As AI adoption accelerates, the choice between open and closed source models is becoming central to how the industry evolves. Open-source projects have long been the bedrock of internet innovation, championing transparency and community collaboration. Today’s open-source tools are making AI more accessible, sparking innovation, and driving change. Even OpenAI's Sam Altman has acknowledged the limitations of a purely closed-source approach, hinting at a more open strategy on the horizon.
Developers and technologists are increasingly weighing in on the debate, revealing clear preferences and a generational divide that is shaping the future of AI. To dig deeper, we conducted a survey of over 1,000 developers and technologists around the world to better understand their motivations and preferences when it comes to open and closed source technologies.
The findings were compelling: open-source AI is a boon for experienced developers who thrive on its transparent, collaborative nature. Younger developers also show a strong preference for open-source tools, valuing them as reliable resources for learning and experimentation. Unsurprisingly, the majority (82%) of respondents claimed to have some or a great deal of experience with open-source tech. Stack Overflow’s Q&A trends data supports this: 40% of the top 1,000 tags in the past year were related to open-source technologies: popular tags for open source include Python and Flutter, while popular tags for proprietary tech include C# and Android.

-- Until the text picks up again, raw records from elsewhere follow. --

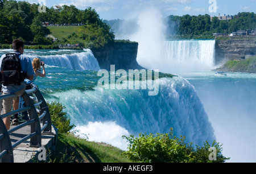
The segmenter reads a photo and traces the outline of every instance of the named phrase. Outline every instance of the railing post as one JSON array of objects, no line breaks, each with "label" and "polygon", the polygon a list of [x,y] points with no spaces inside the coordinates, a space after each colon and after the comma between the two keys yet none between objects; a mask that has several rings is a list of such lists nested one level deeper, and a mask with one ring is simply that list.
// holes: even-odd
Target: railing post
[{"label": "railing post", "polygon": [[36,112],[36,109],[34,105],[34,103],[30,99],[30,97],[25,92],[24,94],[22,96],[27,106],[31,106],[32,109],[28,110],[28,114],[30,117],[30,119],[35,119],[35,122],[33,123],[31,125],[31,133],[36,132],[36,135],[33,136],[30,139],[30,144],[31,147],[40,147],[42,144],[42,132],[41,132],[41,125],[40,125],[39,118]]},{"label": "railing post", "polygon": [[48,125],[43,131],[43,133],[50,134],[52,132],[52,123],[48,105],[39,89],[37,89],[34,94],[36,96],[38,101],[42,101],[42,103],[40,105],[40,114],[42,114],[44,111],[46,111],[46,116],[42,119],[42,122],[43,125],[44,125],[46,122],[48,122]]},{"label": "railing post", "polygon": [[0,153],[7,150],[7,154],[2,158],[0,158],[0,163],[13,163],[13,146],[9,134],[5,127],[2,118],[0,117],[0,135],[3,135],[2,139],[0,138]]}]

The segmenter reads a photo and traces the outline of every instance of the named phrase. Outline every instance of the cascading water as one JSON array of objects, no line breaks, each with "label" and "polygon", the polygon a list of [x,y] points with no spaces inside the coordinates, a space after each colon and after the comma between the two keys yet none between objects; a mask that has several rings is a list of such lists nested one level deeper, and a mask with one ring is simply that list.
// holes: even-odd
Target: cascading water
[{"label": "cascading water", "polygon": [[30,55],[29,57],[31,59],[38,57],[46,64],[50,66],[79,71],[98,71],[100,69],[97,59],[89,49],[84,49],[82,52],[72,52],[68,54],[60,54],[57,51],[52,51],[51,53],[55,54],[47,56],[35,55]]},{"label": "cascading water", "polygon": [[193,144],[214,138],[194,88],[181,77],[159,77],[155,96],[148,96],[148,89],[107,90],[97,86],[100,67],[89,49],[26,51],[31,59],[45,62],[47,77],[38,78],[36,84],[48,102],[65,106],[80,137],[86,134],[89,140],[123,150],[127,144],[122,135],[166,133],[171,127],[175,136],[185,136]]},{"label": "cascading water", "polygon": [[161,78],[156,96],[148,96],[147,90],[98,86],[93,91],[71,90],[52,96],[67,106],[75,129],[79,130],[77,135],[89,134],[89,140],[104,140],[123,150],[127,146],[122,135],[168,132],[171,127],[175,136],[185,136],[194,145],[202,146],[214,138],[195,89],[180,77]]},{"label": "cascading water", "polygon": [[[149,53],[144,57],[143,53],[138,54],[138,61],[140,65],[147,68],[158,69],[163,72],[172,73],[214,68],[214,40],[166,40],[159,44],[161,44],[161,48],[158,51],[158,56],[151,57]],[[148,51],[150,53],[151,51]]]}]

Interestingly, early-career developers seemed to lack clarity about their open-source experience. Among those with less than five years in the field, 12% reported no open-source experience, and many were unsure if they had used open-source tools at all - suggesting the use and influence of open-source can sometimes go unnoticed.
Open-source takes the lead with engagement
Most respondents preferred open-source activities compared to proprietary when asked to rate how much they liked engaging in them. Giving feedback on open-source projects topped the list of activities (57%), followed by participating in online communities (50%), and interacting with AI chatbots (49%). Conversely, respondents did not like contributing to closed-source models (37%), interacting with AI companies (30%), and using proprietary tools for school or work (27%).
Our data also demonstrated several pointed generational differences: respondents aged 20–34 reported more positive engagement across the board, particularly with AI chatbots. Users in the 35–54 age group were more likely to express a dislike for proprietary tech, indicating that conversational interfaces and collaborative platforms resonate more strongly with younger users.
Building trust in AI
Open-source AI outshines proprietary models when it comes to trust. 66% of respondents trust open-source AI for personal or school projects, while 61% trust it for development work. Proprietary AI lags behind at 52% and 47% for those same categories, respectively.
Trust in proprietary AI is lowest for creative and strategic work (43%). However, trust in open-source AI for these higher-order tasks remains steady across experience levels. 65% of developers
with under five years of experience trust open-source AI for creative and strategic work, as do 69% of those with 15–20 years of experience. In contrast, trust in proprietary AI for development tasks drops significantly with experience, with only a 53% approval rating among newer developers to just 31% with the more seasoned group.
Security goes hand-in-hand with trust, but opinions are divided when it comes to open-source AI. 44% of developers believe it poses a security risk but nearly half (48%) do not view security as a major issue. Investments in maintenance, discoverability, and security are important to the progress of open-source AI, and investments of this kind will be boosted by the strong belief that AI should be open source as a matter of ethics: 86% agreed that open-source AI serves the public’s best interest.
Building trust, accessibility and community
Our research highlights a shared belief in open-source among experienced developers, as well as a growing enthusiasm among the next generation. Seasoned technologists value its transparency and collaborative nature, while younger developers trust open-source tools as accessible platforms for learning and experimentation.
Wherever developers may be in their career journey, trust and accessibility will play a critical role in shaping how they interact with AI technology. Today, open-source AI isn't solely a community-driven effort; it's also a burgeoning area of commercial interest. With more companies offering open-source AI options to the public, there's a growing need for long-term sustainability, particularly in project maintenance, infrastructure, and contribution management.
As open-source models continue to gain popularity, we may see the AI ecosystem shift towards more open development models. To fully realise the potential of open-source AI, however, challenges like discoverability and experience gaps must be addressed. Strengthening open-source communities, improving access to projects and datasets, and fostering trust across all generations will be crucial in shaping the future of AI.